My husband asked me, after hearing what my first four posts had been about, whether I’d be making my letter E post about something positive. I said “No”, as mental illness isn’t generally seen as a positive thing. Indeed, I’m still feeling pretty depressed and this may be why I chose this topic. However, the stigma associated with mental illness can still be worse than the illness itself. If I can help remove a bit of that with this post, I’m happy.

I was diagnosed with borderline personality disorder in 2013. I didn’t like it. This diagnosis replaced two other conditions I’m pretty sure I do have as well, namely dissociative identity disorder (DID) and PTSD. I was told that BPD is a trauma-based condition too and that dissociation really runs on a spectrum from BPD to DID. This is true, but I still wasn’t happy about the diagnosis. I had a lot of internalized stigma about it. This wasn’t helped by my therapist, who pretty much assumed my BPD was causing me to make up the DID. Well, I’m not making it up.

My husband didn’t believe I could possibly have BPD. After all, borderlines are known for unstable relationships and he had been my first boyfriend. Then again, there are nine different criteria to BPD and one only has to meet five of them to qualify for a diagnosis. Symptoms I most definitely do have include an unstable self-image, dissociation and stress-related paranoia, fear of abandonment and self-harming and suicidal tendencies. I can also have bad anger issues and react impulsively. In fact, the only criterion I’m pretty sure of I don’t meet, is the one about unstable relationships. People who do meet this criterion, often engage in what is called “splitting” within the BPD community.

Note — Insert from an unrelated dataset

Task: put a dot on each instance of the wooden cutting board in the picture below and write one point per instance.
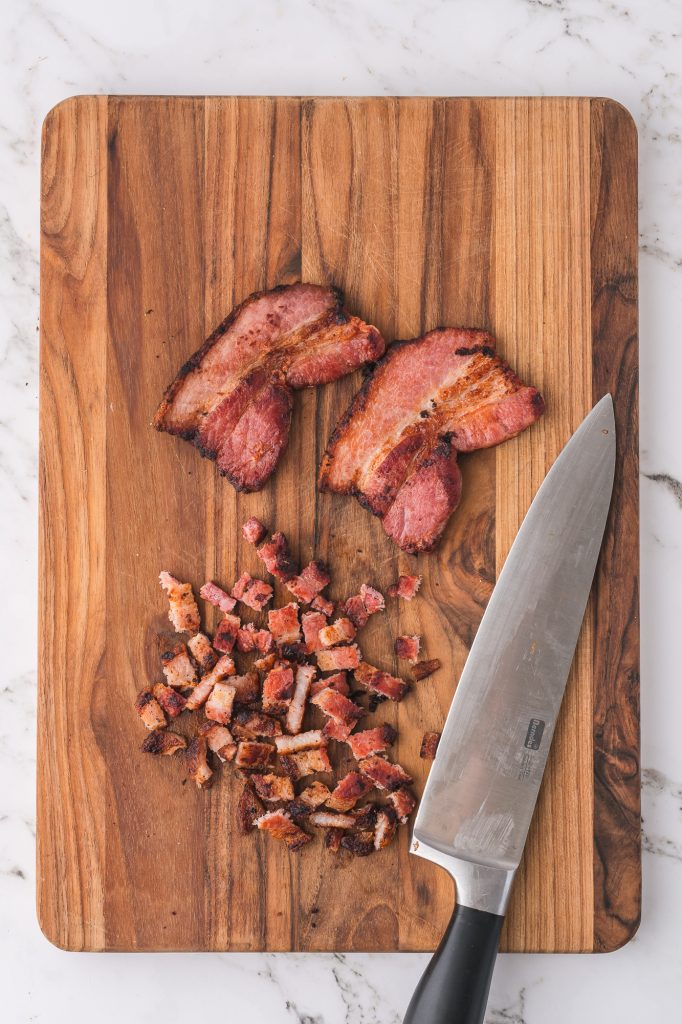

They alternate heavily between idealizing and devaluing their favorite person (who can be a partner, but can also be a family member or even a therapist).

In 2016, my diagnosis was downgraded from full-fledged BPD to just BPD traits. I’m pretty sure I’d still meet the full criteria, though not as strongly as before maybe. It is common for BPD symptoms to lessen as a sufferer gets older.

I prefer to refer to my BPD traits as emotion regulation issues, like I said. Not only does this sound less stigmatizing, but it feels more true to what I experience. I do experience, after all, very strong emotional outbursts. These can be of anger, but more recently also sadness or fear. I also find it hard to distinguish emotions and tend to express every strong emotion as anger.

Like I said, BPD, unlike other personality disorders, is treatable. The most evidence-based treatment is dialectical behavior therapy (DBT). DBT combines cognitive behavioral strategies with mindfulness. I tried it last year, but was finding it hard to pay attention in therapy and carry over what I learned from the manual into real life. I do however still try to apply the skills.